Female genital mutilation or cutting (FGM) is described as all processes, which entail incomplete or entire exclusion of the female outer genitalia or other harm to the feminine genital organs for grounds that are non-medical. The prevalence of female genital mutilation in many African and Middle-East countries is alarming given the risks that come with this practice. It is projected that over 125 million females along with girls alive today have faced the cut in 29 nations in Africa, as well as the Middle-East in which FGM is more pronounced. The causes of FGM comprise a mix of religious, cultural, as well as social elements within families along with communities. FGM practice amounts to the violations of girls’ along with women’s rights where the practice is censored by several global agreements along with codes and by nationwide laws in several nations. Thus far, where it is accomplished, this act is in regard to custom, plus social traditions to make sure that young girls are socially accepted in addition to marriageable, and to maintain their standing plus honour. Female genital mutilation often perceived as a means to get ready young girls for parenthood, as well as marriage, attempting FGM before they break their virginity (plus matrimonial loyalty later). In Mali, the prevalence of FGM is more prevalent among ethnic groups (White, Dynes, Rubardt, Sissoko & Stephenson, 2013).
The topic of critique of interventions towards eradicating FGM in Mali is worth exploring because it will provide a platform on the future improvements. In addition, Mali is a country that has no legislation on FGM that makes an ideal for this study.
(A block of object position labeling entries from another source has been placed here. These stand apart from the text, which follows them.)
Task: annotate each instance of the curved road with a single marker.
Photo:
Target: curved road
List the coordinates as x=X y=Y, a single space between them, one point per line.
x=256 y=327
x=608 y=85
The paper will primarily critique the interventions that have been used in Mali to stop FGM that is having adverse effects on girls and women undergoing the cut.
In Mali, the proportion of women along with girls that have passed FGM is 91.4 per cent. This pace of the practice of FGM has amplified from 85.2 per cent in the Demographic Health Survey (DHS) 2006, although the northern parts were incorporated in the 2013 DHS report. Thus, the attuned number for 2006 displaying incidence not including the northern areas to make it analogous to 2013 was 92 per cent (Yoder & Khan, 2008). Therefore, when only matching the areas that were surveyed in the two reports, the pace of female genital mutilation has decreased vaguely. The incidence of female genital mutilation is only slightly greater amongst those living in remote regions (91.8 per cent) as compared to urban regions (90.5 per cent) (United Nations Population Fund, 2015). The rates of FGM are greatest in the southern along with the western regions of Sikasso, Kayes, Bamako, as well as Koulikoro, as well as minimal in the northern eastern parts of Gao and Kidal. In Mali, female genital mutilation is a social norm. The primary grounds for practicing FGM in Mali comprise: social appreciation, additional enjoyment for the males, hygiene, superior marriage prospect, ensuring virginity, and belief that it is a religious requirement. Female genital mutilation is practised by religious, as well as non-religious Mali people. Mali has a huge Muslim preponderance that have an incidence rate of 92.8 per cent. Christians practice the cut at around 65.2 per cent, Animists at 77.2 per cent, and non-religious people at 91 per cent (although the last two groups are minorities in Mali) (White et al., 2013).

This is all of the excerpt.